Naar de content

Ontstond leven 300 miljoen jaar eerder dan gedacht?

Leven in het water op een zwarte achtergrond.
Leven in het water op een zwarte achtergrond.
Wim van Egmond voor the Micropolitan Museum

De eerste cel verscheen 3,8 miljard jaar geleden op het toneel. Althans, dat denken we. Maar misschien is leven nog wel ouder. Onderzoekers uit de Verenigde Staten troffen koolstof van biologische oorsprong aan in een 4,1 miljard jaar oud mineraal.

De oudste fossielen van de allerkleinste organismen, de zogenaamde microben, zijn 3,5 miljard jaar oud. Vroeger bewijs voor leven op aarde komt van zogenaamde chemofossielen: fossielen bestaande uit de chemische stoffen die een verterend organisme in het gesteente achterlaat. Wetenschappers hebben chemofossielen gevonden van 3,83 miljard jaar oud.

De algemene opvatting is daarom dat leven ongeveer 3,8 miljard jaar oud is. Of er voor die tijd iets was is lastig te achterhalen: stenen ouder dan 4 miljard jaar zijn er bijna niet. Toch kunnen we iets te weten komen over die periode aan de hand van mineralen, zo laten onderzoekers van de Universiteit van Californië (Los Angeles) zien. Ze schrijven deze week in PNAS dat het leven weleens 300 miljoen jaar ouder kan zijn dan gedacht.

Tijdcapsule

De periode tussen het ontstaan van de aarde, 4,56 miljard jaar geleden, tot aan 4 miljard jaar geleden heet het Hadeïcum. Het is het eerste tijdperk ooit. Stenen uit het Hadeïcum zijn schaars. Maar er zijn wel mineralen die ouder zijn dan 4 miljard jaar.

In de Jack Hills, een tachtig kilometer lange bergketen in West-Australië, zijn zirkonen teruggevonden van wel 4,38 miljard jaar oud. Zirkonen zijn mineralen die gevormd zijn uit gesmolten steen. Tijdens die vorming werden soms kleine stukjes ander materiaal uit de omgeving in het mineraal ingesloten en voor eeuwig opgeslagen. Zo’n oud stukje zirkoon kan daarom dienen als tijdcapsule. Het biedt een blik terug in de tijd waarin het mineraal zich vormde.

Oeroude koolstof

De geochemici uit Californië bestudeerden meer dan 10.000 piepkleine zirkonen uit de Jack Hills, stuk voor stuk ouder dan 3,8 miljard jaar. Ze zochten naar tekenen van leven aan de hand van koolstof. Koolstofverbindingen vormen de basis voor al het leven op aarde.
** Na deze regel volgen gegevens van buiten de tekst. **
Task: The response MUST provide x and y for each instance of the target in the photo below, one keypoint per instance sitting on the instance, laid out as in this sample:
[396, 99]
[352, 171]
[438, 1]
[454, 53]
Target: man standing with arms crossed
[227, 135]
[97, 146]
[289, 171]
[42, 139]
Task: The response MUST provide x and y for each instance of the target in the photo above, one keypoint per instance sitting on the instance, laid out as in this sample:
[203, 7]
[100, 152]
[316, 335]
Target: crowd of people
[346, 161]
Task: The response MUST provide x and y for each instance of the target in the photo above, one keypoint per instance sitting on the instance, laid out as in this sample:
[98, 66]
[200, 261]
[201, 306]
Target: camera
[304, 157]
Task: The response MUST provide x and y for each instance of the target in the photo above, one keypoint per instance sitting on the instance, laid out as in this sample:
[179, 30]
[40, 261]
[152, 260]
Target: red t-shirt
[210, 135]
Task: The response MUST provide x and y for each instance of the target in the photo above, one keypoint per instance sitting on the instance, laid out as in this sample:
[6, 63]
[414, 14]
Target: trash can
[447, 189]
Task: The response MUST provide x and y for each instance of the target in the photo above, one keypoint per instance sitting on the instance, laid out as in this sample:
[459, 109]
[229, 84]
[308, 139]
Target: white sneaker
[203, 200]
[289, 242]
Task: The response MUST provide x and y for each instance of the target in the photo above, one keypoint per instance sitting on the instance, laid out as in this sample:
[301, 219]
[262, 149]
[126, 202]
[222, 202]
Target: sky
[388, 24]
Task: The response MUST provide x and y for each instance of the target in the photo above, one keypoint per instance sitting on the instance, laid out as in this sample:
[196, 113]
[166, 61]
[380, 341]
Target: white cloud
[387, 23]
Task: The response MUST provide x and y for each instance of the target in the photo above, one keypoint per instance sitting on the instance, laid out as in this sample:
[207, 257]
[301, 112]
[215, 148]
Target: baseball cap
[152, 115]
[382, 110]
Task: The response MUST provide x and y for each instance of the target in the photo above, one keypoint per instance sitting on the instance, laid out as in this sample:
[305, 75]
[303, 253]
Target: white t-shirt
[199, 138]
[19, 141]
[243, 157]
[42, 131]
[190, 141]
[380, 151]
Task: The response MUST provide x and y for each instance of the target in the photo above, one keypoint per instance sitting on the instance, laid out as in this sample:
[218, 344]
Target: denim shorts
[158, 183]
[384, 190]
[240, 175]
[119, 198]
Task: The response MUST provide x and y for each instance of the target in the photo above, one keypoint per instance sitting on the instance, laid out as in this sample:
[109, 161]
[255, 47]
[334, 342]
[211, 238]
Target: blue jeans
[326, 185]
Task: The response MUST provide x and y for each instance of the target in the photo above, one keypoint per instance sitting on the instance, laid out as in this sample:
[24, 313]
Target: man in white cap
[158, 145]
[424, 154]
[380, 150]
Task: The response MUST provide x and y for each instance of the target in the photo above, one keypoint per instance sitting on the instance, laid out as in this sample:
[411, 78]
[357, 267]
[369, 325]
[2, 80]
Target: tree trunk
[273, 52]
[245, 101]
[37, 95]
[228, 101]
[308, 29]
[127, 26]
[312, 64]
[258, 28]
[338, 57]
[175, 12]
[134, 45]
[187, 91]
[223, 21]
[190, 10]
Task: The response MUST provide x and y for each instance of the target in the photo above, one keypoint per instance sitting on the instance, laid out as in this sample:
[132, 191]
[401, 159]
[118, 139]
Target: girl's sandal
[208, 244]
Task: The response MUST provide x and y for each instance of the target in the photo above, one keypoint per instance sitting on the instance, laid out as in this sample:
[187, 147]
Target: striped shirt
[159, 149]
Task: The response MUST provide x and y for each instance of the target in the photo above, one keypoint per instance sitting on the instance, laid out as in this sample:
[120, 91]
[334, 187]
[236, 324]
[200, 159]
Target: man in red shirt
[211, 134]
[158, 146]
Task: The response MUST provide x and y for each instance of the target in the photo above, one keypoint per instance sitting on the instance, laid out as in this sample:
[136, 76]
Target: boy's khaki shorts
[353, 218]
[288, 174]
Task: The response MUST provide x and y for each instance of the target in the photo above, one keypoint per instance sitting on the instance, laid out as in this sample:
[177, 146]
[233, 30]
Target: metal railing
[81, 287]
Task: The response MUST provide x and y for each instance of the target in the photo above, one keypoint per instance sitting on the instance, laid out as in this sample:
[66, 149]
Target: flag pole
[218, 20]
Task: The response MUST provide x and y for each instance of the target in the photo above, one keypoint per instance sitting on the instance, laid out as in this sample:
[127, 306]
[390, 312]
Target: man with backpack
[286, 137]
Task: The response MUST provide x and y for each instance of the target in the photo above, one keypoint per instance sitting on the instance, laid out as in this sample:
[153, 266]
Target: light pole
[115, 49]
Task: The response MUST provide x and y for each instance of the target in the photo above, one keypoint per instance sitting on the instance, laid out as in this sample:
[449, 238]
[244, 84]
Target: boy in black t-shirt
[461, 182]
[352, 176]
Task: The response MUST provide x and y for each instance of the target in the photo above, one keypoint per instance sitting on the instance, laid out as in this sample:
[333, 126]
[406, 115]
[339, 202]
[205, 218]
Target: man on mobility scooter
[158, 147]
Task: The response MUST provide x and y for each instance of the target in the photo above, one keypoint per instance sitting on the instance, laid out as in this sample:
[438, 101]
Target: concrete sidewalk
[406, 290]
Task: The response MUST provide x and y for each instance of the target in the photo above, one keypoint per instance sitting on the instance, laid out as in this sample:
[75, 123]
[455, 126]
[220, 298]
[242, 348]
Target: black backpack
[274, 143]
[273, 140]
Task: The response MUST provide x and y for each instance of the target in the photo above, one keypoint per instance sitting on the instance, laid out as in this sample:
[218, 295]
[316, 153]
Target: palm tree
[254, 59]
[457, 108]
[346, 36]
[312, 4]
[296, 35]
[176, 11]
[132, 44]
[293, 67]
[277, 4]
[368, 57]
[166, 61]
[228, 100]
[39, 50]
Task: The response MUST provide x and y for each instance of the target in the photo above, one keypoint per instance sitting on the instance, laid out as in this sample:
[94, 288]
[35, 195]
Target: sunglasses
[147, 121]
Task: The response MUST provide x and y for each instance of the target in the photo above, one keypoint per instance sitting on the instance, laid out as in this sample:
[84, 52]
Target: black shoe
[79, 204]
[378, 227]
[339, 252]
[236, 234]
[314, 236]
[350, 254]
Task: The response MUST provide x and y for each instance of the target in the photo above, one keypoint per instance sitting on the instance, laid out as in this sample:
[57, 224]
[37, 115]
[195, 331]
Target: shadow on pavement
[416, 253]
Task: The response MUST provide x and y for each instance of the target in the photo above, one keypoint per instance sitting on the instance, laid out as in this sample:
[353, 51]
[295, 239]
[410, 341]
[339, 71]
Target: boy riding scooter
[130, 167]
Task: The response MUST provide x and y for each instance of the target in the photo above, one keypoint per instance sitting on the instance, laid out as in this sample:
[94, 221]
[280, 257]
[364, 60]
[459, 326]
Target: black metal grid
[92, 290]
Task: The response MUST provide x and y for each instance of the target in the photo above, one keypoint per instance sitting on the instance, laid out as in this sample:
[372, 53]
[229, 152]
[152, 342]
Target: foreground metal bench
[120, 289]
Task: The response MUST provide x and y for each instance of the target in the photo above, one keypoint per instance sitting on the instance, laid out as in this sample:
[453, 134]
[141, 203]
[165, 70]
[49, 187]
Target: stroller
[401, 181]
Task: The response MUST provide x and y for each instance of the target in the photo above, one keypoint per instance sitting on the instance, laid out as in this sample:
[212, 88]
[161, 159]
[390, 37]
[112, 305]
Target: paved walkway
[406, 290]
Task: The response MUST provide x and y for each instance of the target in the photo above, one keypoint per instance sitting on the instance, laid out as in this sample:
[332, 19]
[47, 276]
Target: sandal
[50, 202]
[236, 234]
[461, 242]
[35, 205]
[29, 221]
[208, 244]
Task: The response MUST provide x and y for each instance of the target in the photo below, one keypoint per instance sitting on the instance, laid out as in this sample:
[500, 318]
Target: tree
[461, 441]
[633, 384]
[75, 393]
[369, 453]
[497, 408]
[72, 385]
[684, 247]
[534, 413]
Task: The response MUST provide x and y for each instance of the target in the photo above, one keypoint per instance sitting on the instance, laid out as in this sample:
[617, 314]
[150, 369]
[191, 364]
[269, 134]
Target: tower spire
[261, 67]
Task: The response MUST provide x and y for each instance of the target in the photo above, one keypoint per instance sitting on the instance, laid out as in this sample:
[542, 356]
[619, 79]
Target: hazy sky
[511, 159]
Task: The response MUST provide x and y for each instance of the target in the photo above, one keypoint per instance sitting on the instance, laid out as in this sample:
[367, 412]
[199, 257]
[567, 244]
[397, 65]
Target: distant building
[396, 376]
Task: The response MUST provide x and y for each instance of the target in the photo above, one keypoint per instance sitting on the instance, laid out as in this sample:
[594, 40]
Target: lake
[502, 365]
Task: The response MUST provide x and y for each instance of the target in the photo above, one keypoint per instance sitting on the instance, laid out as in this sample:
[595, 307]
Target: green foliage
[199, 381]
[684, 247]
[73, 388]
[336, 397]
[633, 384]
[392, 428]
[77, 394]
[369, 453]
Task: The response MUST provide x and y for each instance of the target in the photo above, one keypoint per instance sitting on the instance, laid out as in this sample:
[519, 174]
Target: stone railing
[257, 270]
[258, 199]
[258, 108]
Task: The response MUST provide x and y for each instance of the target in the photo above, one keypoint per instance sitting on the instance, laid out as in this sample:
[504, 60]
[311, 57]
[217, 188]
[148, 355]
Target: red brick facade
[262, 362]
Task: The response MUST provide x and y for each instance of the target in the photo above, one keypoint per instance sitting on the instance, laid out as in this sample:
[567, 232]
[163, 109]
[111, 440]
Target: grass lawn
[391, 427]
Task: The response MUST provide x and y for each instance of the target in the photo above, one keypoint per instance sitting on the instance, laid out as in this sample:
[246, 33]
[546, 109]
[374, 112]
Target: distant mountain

Ze onderzochten de moleculaire en chemische structuur van de zirkonen. In slechts twee mineralen troffen ze insluitsels van grafiet aan, een materiaal dat uit pure koolstof bestaat. Eén van de twee zirkonen viel af voor verder onderzoek, omdat er scheurtjes in zaten. Door die scheurtjes kan het aanwezige grafiet ook miljoenen jaren later het zirkoon zijn binnengeslopen.

Fotosynthese

Van het overgebleven zirkoon, 4,1 miljard jaar oud, werd het grafiet doorgemeten. De ingesloten koolstof had een kenmerkend profiel: veel 12C in vergelijking met 13C. 12C en 13C zijn isotopen van koolstof, de ‘lichte’ en ‘zware’ versies van een element. 12C is iets lichter dan 13C.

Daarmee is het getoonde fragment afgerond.